South Africa's State-Owned Airline Edging Toward Collapse, As Government Refuses More Bailouts
South Africa's state-owned flagship airline has been beset by myriad problems, including heavy debt, incompetent management, a crippling strike, and years of incurring losses despite bailouts totaling $1 billion in the past two years.
Now, many are wondering if South African Airways is on the verge of collapse.
Early Friday, three leading travel insurance companies in South Africa stopped covering tickets issued by South African Airways against insolvency.
Even the country’s minister of finance, Tito Mboweni, wants to see the airline permanently grounded.
“It’s loss making,” Mboweni told an investment symposium in New York last year. “It seems to me you are very unlikely to sort out that situation. My view is, shut it down.”
Mboweni has recommended the airline maintain the brand name, but that the government should lease it out to a private firm to operate.
Mboweni’s Treasury has agreed to repay 9.2 billion rand ($620 million) in debts that will come due in the next three years. Beyond that, Mboweni said he will not approve further funds.
Professor Jannie Rossouw, head of the School of Economic and Business Sciences at the University of the Witwatersrand, commented there’s "no reason for the government to own an airline.”
Rossouw added if South African Airways had been shut down five years ago, it would have saved the taxpayers 20 billion-rand ($1.35 billion).
“South African Airways competes in a cut-throat industry with razor-thin margins. There are 50 airlines serving South Africa,” said Martin Kingston, board member of South African Airways.
After the end of apartheid in the early 1990s, South African Airways sought to establish dominance over Africa by arranging flights all over the continent. However, the airline suffered half-empty flights and endured heavy fuel burn on long trips. South African Airways also made costly mistakes in hedging the price of jet fuel. As a result, it hasn’t had a profitable year since 2010-11 and has since survived on state bailouts.
In addition, profitable state-owned carriers from Kenya and Ethiopia cut into South African Airways’ routes and profits.
South African Airways now has debts of some 100 billion rand ($6.77 billion), meaning finding a buyer will be difficult.
A planned equity stake in South African Airways by Emirates Airlines in 2015 was canceled by president Jacob Zuma. Reportedly, the reason for the withdrawal was that then-South African Airways Chairman Dudu Myeni, a friend of Zuma, did not want an outside shareholder watching over the airline’s operations.
It appears the public fund spigot is now shut off.
Public enterprises minister Pravin Gordhan said the government would not inject anymore cash into South African Airways.
"In addition to growing revenue, efficiencies must be improved and costs need to be reduced across the board,” Gordhan said in a statement.
Mboweni has placed greater emphasis on bailing out Eskom, the state-owned power utility which carries even larger debts -- $440 billion rand ($30 billion).

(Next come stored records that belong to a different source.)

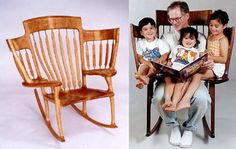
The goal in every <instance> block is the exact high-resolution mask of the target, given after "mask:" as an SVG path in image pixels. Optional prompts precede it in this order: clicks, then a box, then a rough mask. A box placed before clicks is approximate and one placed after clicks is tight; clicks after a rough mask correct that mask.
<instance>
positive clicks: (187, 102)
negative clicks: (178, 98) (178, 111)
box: [176, 100, 190, 111]
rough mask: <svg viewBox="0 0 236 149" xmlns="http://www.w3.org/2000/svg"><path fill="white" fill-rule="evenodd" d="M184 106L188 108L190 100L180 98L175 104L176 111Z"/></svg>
mask: <svg viewBox="0 0 236 149" xmlns="http://www.w3.org/2000/svg"><path fill="white" fill-rule="evenodd" d="M186 108H190V102H189V101H183V100H181V101H180V102H179V103H178V104H177V107H176V111H178V110H181V109H186Z"/></svg>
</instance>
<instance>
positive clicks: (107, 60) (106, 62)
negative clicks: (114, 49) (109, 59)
mask: <svg viewBox="0 0 236 149" xmlns="http://www.w3.org/2000/svg"><path fill="white" fill-rule="evenodd" d="M108 56H109V44H108V41H107V43H106V56H105V67H106V66H107V64H108Z"/></svg>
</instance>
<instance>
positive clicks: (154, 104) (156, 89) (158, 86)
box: [152, 83, 164, 106]
mask: <svg viewBox="0 0 236 149" xmlns="http://www.w3.org/2000/svg"><path fill="white" fill-rule="evenodd" d="M163 100H164V83H161V84H160V85H158V86H157V88H156V89H155V90H154V93H153V100H152V103H153V104H154V105H157V106H158V105H160V104H161V103H162V102H163Z"/></svg>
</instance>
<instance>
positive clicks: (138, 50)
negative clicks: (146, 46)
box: [136, 39, 143, 55]
mask: <svg viewBox="0 0 236 149" xmlns="http://www.w3.org/2000/svg"><path fill="white" fill-rule="evenodd" d="M142 45H143V40H141V39H140V40H138V41H137V47H136V51H137V54H138V55H142V53H143V49H142Z"/></svg>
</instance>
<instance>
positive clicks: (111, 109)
mask: <svg viewBox="0 0 236 149" xmlns="http://www.w3.org/2000/svg"><path fill="white" fill-rule="evenodd" d="M110 106H111V125H113V126H114V127H117V126H116V124H115V101H114V96H112V97H110Z"/></svg>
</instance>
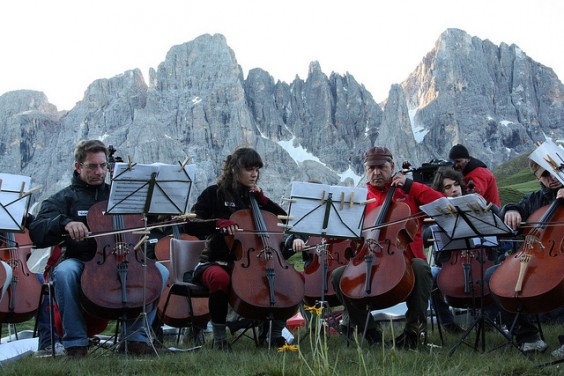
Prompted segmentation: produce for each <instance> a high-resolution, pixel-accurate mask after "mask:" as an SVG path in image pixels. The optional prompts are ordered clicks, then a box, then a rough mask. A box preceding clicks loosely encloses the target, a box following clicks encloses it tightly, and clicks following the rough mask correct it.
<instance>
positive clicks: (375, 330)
mask: <svg viewBox="0 0 564 376" xmlns="http://www.w3.org/2000/svg"><path fill="white" fill-rule="evenodd" d="M364 338H365V339H366V342H368V345H370V346H371V347H373V346H380V345H381V344H382V332H381V331H379V330H377V329H368V330H367V331H366V336H365V337H364Z"/></svg>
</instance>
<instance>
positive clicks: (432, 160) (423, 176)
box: [410, 159, 452, 186]
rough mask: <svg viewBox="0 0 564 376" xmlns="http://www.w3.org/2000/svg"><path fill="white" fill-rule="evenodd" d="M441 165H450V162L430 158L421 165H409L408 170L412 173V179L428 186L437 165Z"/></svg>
mask: <svg viewBox="0 0 564 376" xmlns="http://www.w3.org/2000/svg"><path fill="white" fill-rule="evenodd" d="M443 166H452V162H449V161H445V160H444V159H432V160H431V161H429V162H427V163H423V164H422V165H421V167H418V168H411V167H410V171H411V172H412V173H413V181H416V182H418V183H423V184H425V185H428V186H430V185H431V184H432V183H433V178H434V176H435V172H437V170H438V169H439V167H443Z"/></svg>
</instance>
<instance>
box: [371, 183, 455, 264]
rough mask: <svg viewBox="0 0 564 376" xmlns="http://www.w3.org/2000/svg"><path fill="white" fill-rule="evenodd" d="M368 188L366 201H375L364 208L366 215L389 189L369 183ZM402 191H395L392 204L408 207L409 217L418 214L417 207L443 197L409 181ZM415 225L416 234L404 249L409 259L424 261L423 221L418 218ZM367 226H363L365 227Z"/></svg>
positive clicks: (380, 200) (396, 189)
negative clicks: (422, 228) (416, 231)
mask: <svg viewBox="0 0 564 376" xmlns="http://www.w3.org/2000/svg"><path fill="white" fill-rule="evenodd" d="M366 186H367V188H368V195H367V199H369V200H370V199H372V198H375V199H376V201H375V202H372V203H369V204H368V205H367V207H366V213H369V212H370V211H372V210H374V209H375V208H376V207H378V206H381V205H382V204H383V203H384V200H385V198H386V194H387V193H388V190H389V189H390V185H389V184H388V185H386V187H385V188H384V189H383V190H382V189H380V188H377V187H374V186H372V185H370V183H367V184H366ZM401 188H402V189H399V188H398V189H396V191H395V193H394V202H403V203H405V204H407V205H408V206H409V208H410V209H411V215H414V214H417V213H419V212H420V211H421V210H420V209H419V206H421V205H425V204H428V203H431V202H433V201H435V200H437V199H439V198H441V197H444V195H443V194H442V193H440V192H437V191H435V190H434V189H432V188H430V187H428V186H426V185H425V184H421V183H417V182H414V181H411V180H409V179H408V180H406V182H405V184H404V186H403V187H401ZM417 223H418V225H419V227H418V229H417V233H416V234H415V237H414V239H413V241H412V242H411V243H409V245H408V247H407V248H406V250H405V251H406V252H407V254H408V256H409V257H417V258H421V259H424V260H426V259H427V258H426V257H425V253H424V252H423V238H422V237H421V229H422V227H423V219H422V218H418V219H417ZM366 226H367V224H365V227H366Z"/></svg>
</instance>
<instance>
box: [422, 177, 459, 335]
mask: <svg viewBox="0 0 564 376" xmlns="http://www.w3.org/2000/svg"><path fill="white" fill-rule="evenodd" d="M431 188H433V189H434V190H436V191H438V192H441V193H443V194H444V195H445V196H447V197H459V196H462V192H464V191H465V190H466V187H465V183H464V176H463V175H462V173H461V172H459V171H455V170H453V169H452V168H451V167H440V168H439V169H438V170H437V171H436V172H435V176H434V178H433V183H432V184H431ZM428 231H430V230H428ZM431 237H432V236H431V234H426V236H424V238H425V239H429V238H431ZM450 255H451V254H450V252H436V253H435V257H434V260H435V265H434V266H432V267H431V273H432V274H433V290H432V292H431V296H432V298H433V303H434V305H435V307H434V308H435V310H436V311H437V316H438V318H439V322H440V323H441V325H442V327H443V329H444V330H445V331H447V332H448V333H452V334H460V333H463V332H464V330H463V329H462V328H461V327H460V326H458V324H457V323H456V322H455V321H454V316H453V315H452V312H451V311H450V306H449V305H448V304H447V303H446V302H445V298H444V296H443V294H442V292H441V290H439V288H438V286H437V277H438V276H439V273H440V272H441V269H442V263H444V262H448V261H449V260H450Z"/></svg>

“The minister of finance is in an extremely difficult situation. He is highly fiscally constrained and one has to ask whether he can continually, in his words, bail out [state-owned enterprises],” Kingston added.
South African Airways employees went on strike in mid-November to protest planned job cuts – reportedly the airline was going to lay off about 1,000 of its 5,000-strong workforce.
The strike canceled thousands of flights at a cost of 50 million rand ($3.4 million) each day.
The strike lasted eight days with South African Airways offering a moratorium on layoffs and a 5.9% salary hike. Phakamile Hlubi-Majola, spokesperson for the National Union of Metalworkers, which represents most South African Airways employees, said: “We are dealing with an entity on the verge of collapse due to rampant looting and corruption. The problem has always been we’ve had a management board that refuses to address procurement issues up to now.”
In the event South African Airways collapses, Indigo Ellis, head of Africa research at Verisk Maplecroft in London said it would be tantamount to “a shock to both the economy and the population, as well as the perception of state-owned enterprises in general.”
Fabian de Beer, director of investments at Mergence Investment Managers in Cape Town, said losing South African Airways would be “a blow to national pride and have ramifications for industries and service providers tied and/or closely associated with it.”
Mike Schussler, an economist in Johannesburg, asserted the airline is doomed. “South African Airways as we know it will not be around in a few years time,” he said. “There can be parts that survive but overall they are gone.”
However, some faint signs of hope have emerged.
Ethiopian Airlines CEO Tewolde Gebre Mariam said his company might be willing to buy a stake in South African Airways. Richard Branson said his Virgin Atlantic would “definitely” consider investing in South African Airways if the Pretoria government approached him with an offer.